I thought it was time for an update on this blog since it's been..well...6 months.. I'm kinda embarrassed to admit that and to admit my reasons for it being so long since I last sat down to write about what's going on. The honest answer is, I have tried to make this process as easy as possible on myself by trying to forget how long the wait is going to be, continue to live my life not thinking about the adoption, and hope that one day when it gets closer to time for our children to come home, I can start thinking about it again. That would be the most comfortable thing to do, right? The only problem is, Jesus is enough. In hard times..in uncertain times..Jesus is enough. God did not call Paul and I on this crazy adoption journey that could quite possibly take close to 3 years for no reason, and he didn't JUST call us on this journey to bring home orphans as our own children. He called us on this journey for HIS glory and to use it to make us more like himself.
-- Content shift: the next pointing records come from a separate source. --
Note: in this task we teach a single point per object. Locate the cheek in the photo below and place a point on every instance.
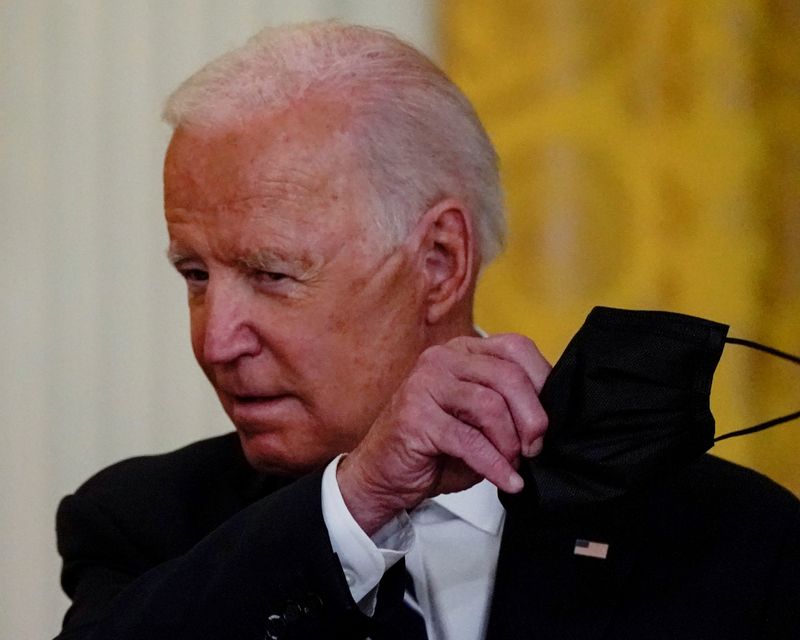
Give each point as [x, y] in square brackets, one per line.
[197, 329]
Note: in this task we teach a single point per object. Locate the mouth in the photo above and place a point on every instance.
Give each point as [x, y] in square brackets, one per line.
[256, 412]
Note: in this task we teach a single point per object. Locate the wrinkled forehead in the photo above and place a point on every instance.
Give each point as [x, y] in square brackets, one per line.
[304, 147]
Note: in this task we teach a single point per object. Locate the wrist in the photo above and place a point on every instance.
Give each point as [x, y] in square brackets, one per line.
[370, 508]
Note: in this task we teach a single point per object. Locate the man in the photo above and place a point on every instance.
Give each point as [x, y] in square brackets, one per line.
[330, 198]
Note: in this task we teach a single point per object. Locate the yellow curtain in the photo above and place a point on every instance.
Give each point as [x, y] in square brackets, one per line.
[651, 154]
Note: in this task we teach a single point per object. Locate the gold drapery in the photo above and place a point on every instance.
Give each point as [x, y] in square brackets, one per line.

So, here I am..struggling with trusting the Lord that he is going to take care of me when I lay my whole heart out on the line and choose to be very present in this adoption journey. What does that look like? I think it looks like in my prayers, not just throwing up a "be with our children in Ethiopia" prayer every night, but instead pleading with the Lord for them, their health, their birth family, their knowledge and understanding of their need for a savior, Jesus. This has been too hard for me up to this point because it is hard to pray like they really exist (or will exist soon) and know that I won't be seeing them, touching them, hugging them, for a good 2-3 years. That is incredibly heart-breaking. So, this is where I am asking God for the grace to remind me that Jesus is enough. When I am crying tears of frustration and sadness or trying to convince Paul to change adoption countries because it would be a quicker process, I have to learn to trust the Lord..to trust that He really is enough and that he's after something MUCH bigger than my comfort and making things easy. He is constantly drawing me to himself and making me more like him until the day I come face to face with Jesus, my savior.
"Jesus said to them, "I am the bread of life; whoever comes to me shall not hunger, and whoever believes in me shall never thirst"......"For this is the will of my Father, that everyone who looks on the Son and believes in him should have eternal life, and I will raise him up on the last day." John 6:35, 6:40
Lord Jesus, remind me that you are enough. You alone satisfy.